Opinion
2012-06-8
Emmett J. Creahan, Director, Mental Hygiene Legal Service, Buffalo (Margot S. Bennett of Counsel), for Respondent–Appellant. Eric T. Schneiderman, Attorney General, Albany (Frank Brady of Counsel), for Petitioner–Respondent.
Emmett J. Creahan, Director, Mental Hygiene Legal Service, Buffalo ( Margot S. Bennett of Counsel), for Respondent–Appellant. Eric T. Schneiderman, Attorney General, Albany (Frank Brady of Counsel), for Petitioner–Respondent.
PRESENT: SCUDDER, P.J., CENTRA, PERADOTTO, CARNI, AND LINDLEY, JJ.
MEMORANDUM:
Respondent appeals from an order determining that he is a dangerous sex offender requiring confinement pursuant to Mental Hygiene Law article 10 and committing him to a secure treatment facility. We reject respondent's contention that petitioner failed to establish by clear and convincing evidence at the dispositional hearing that “respondent is likely to be a danger to others and to commit sex offenses if not confined to a secure treatment facility” (§ 10.07[f] ). Indeed, the experts for both petitioner and respondent recommended inpatient treatment. Thus, Supreme Court's determination that respondent should be committed to a secure treatment facility is supported by the requisite clear and convincing evidence ( see generally id.).
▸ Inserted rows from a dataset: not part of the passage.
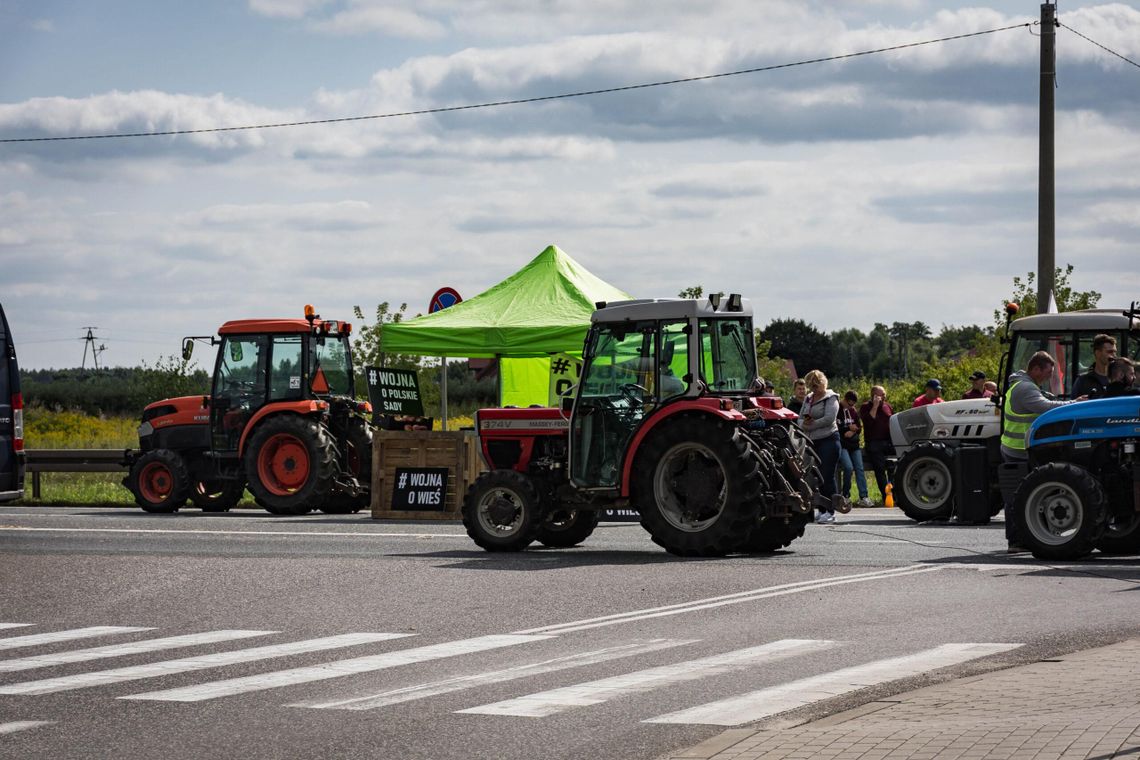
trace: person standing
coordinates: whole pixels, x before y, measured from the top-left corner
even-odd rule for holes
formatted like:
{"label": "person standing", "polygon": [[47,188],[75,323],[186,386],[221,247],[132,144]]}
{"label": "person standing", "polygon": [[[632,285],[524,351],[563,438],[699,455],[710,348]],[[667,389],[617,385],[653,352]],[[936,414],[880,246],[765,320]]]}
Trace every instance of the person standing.
{"label": "person standing", "polygon": [[858,408],[863,440],[866,442],[866,464],[874,471],[874,482],[883,498],[887,497],[887,485],[890,484],[887,457],[895,451],[890,443],[890,417],[894,414],[894,409],[887,403],[887,391],[881,385],[873,386],[871,399]]}
{"label": "person standing", "polygon": [[831,497],[836,495],[836,465],[839,464],[839,428],[836,417],[839,415],[839,395],[828,390],[828,376],[819,369],[813,369],[804,376],[804,383],[811,393],[804,399],[799,419],[804,433],[812,440],[815,452],[820,455],[820,493],[828,499],[826,509],[820,509],[815,522],[830,525],[836,522],[836,510]]}
{"label": "person standing", "polygon": [[797,415],[804,406],[804,399],[807,398],[807,383],[804,382],[803,377],[796,379],[791,387],[791,398],[788,399],[788,403],[784,406],[795,411]]}
{"label": "person standing", "polygon": [[925,407],[928,403],[942,403],[945,399],[942,398],[942,382],[935,377],[927,381],[926,387],[922,389],[921,395],[914,399],[914,407]]}
{"label": "person standing", "polygon": [[855,391],[844,393],[844,402],[839,406],[839,466],[842,468],[842,484],[839,492],[846,498],[852,495],[852,473],[855,473],[855,487],[858,489],[856,506],[873,507],[866,493],[866,473],[863,472],[863,450],[860,448],[860,435],[863,423],[858,418],[858,394]]}
{"label": "person standing", "polygon": [[1108,363],[1116,358],[1116,338],[1101,333],[1092,338],[1092,367],[1076,378],[1069,395],[1096,399],[1108,385]]}
{"label": "person standing", "polygon": [[[1056,407],[1064,407],[1073,401],[1083,401],[1088,397],[1069,401],[1054,401],[1045,397],[1041,390],[1053,376],[1057,360],[1048,351],[1037,351],[1029,357],[1025,369],[1019,369],[1009,376],[1009,390],[1005,392],[1004,418],[1001,426],[1001,458],[1007,464],[1028,461],[1025,449],[1025,436],[1029,433],[1033,420],[1043,412]],[[1005,505],[1005,541],[1008,551],[1016,554],[1025,551],[1021,545],[1019,515],[1012,505]]]}
{"label": "person standing", "polygon": [[986,374],[980,369],[970,375],[970,390],[962,394],[963,399],[988,399],[993,391],[986,389]]}

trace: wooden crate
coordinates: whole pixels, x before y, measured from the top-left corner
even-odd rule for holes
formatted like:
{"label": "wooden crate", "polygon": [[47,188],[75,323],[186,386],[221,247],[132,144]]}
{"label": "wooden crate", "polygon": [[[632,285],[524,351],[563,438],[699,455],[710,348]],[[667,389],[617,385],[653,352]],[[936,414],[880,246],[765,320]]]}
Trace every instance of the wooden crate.
{"label": "wooden crate", "polygon": [[[392,509],[397,467],[447,467],[443,509]],[[458,520],[463,495],[483,469],[474,432],[376,431],[372,442],[372,516],[377,520]]]}

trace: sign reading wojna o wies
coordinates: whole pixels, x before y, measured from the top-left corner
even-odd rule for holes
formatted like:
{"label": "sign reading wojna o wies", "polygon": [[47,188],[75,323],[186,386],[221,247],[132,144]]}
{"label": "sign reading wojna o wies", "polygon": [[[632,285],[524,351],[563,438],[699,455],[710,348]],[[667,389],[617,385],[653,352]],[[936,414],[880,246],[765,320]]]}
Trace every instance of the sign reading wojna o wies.
{"label": "sign reading wojna o wies", "polygon": [[420,397],[420,378],[415,370],[365,367],[364,374],[373,411],[423,417],[424,402]]}

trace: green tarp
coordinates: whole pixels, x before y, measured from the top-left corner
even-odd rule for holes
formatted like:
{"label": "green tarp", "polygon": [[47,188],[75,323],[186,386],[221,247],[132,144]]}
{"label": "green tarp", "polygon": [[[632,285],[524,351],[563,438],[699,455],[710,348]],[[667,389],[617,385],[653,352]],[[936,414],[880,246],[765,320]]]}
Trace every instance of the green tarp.
{"label": "green tarp", "polygon": [[580,353],[594,304],[630,297],[552,245],[473,299],[384,325],[381,345],[385,353],[425,357],[542,358],[500,363],[500,401],[548,403],[549,354]]}

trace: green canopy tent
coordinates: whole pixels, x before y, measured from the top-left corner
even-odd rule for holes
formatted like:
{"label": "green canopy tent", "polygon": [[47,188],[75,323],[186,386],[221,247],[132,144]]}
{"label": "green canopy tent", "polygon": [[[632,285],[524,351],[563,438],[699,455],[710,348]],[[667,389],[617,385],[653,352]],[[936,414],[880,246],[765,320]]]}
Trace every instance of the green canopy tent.
{"label": "green canopy tent", "polygon": [[381,350],[499,359],[499,402],[549,403],[551,356],[579,354],[598,301],[632,296],[547,246],[498,285],[449,309],[384,325]]}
Contrary to the further contention of respondent, the court did not err in permitting petitioner's expert to testify concerning statements in the various records he reviewed in forming his opinion. “The professional reliability exception to the hearsay rule ‘enables an expert witness to provide opinion evidence based on otherwise inadmissible hearsay, provided it is demonstrated to be the type of material commonly relied on in the profession’ ” (Matter of State of New York v. Motzer, 79 A.D.3d 1687, 1688, 913 N.Y.S.2d 473, quoting Hinlicky v. Dreyfuss, 6 N.Y.3d 636, 648, 815 N.Y.S.2d 908, 848 N.E.2d 1285). We reject respondent's contention that the court abused its discretion in permitting petitioner to call respondent's expert as a rebuttal witness ( see generally Matter of Roth v. S & H Grossinger, 284 A.D.2d 746, 748–749, 726 N.Y.S.2d 774), and the record belies the further contention of respondent that the court limited his cross-examination of petitioner's expert concerning recidivism statistics related to the Static 99 assessment.
Finally, there is no merit to the contention of respondent that the court's delay in rendering a decision denied him due process. The dispositional hearing concluded on April 26, 2011, and the court's decision was issued 42 days later, on June 7, 2011, well within the 60–day limitation ( seeMental Hygiene Law § 10.07[b]; CPLR 4213[c] ).
It is hereby ORDERED that the order so appealed from is unanimously affirmed without costs.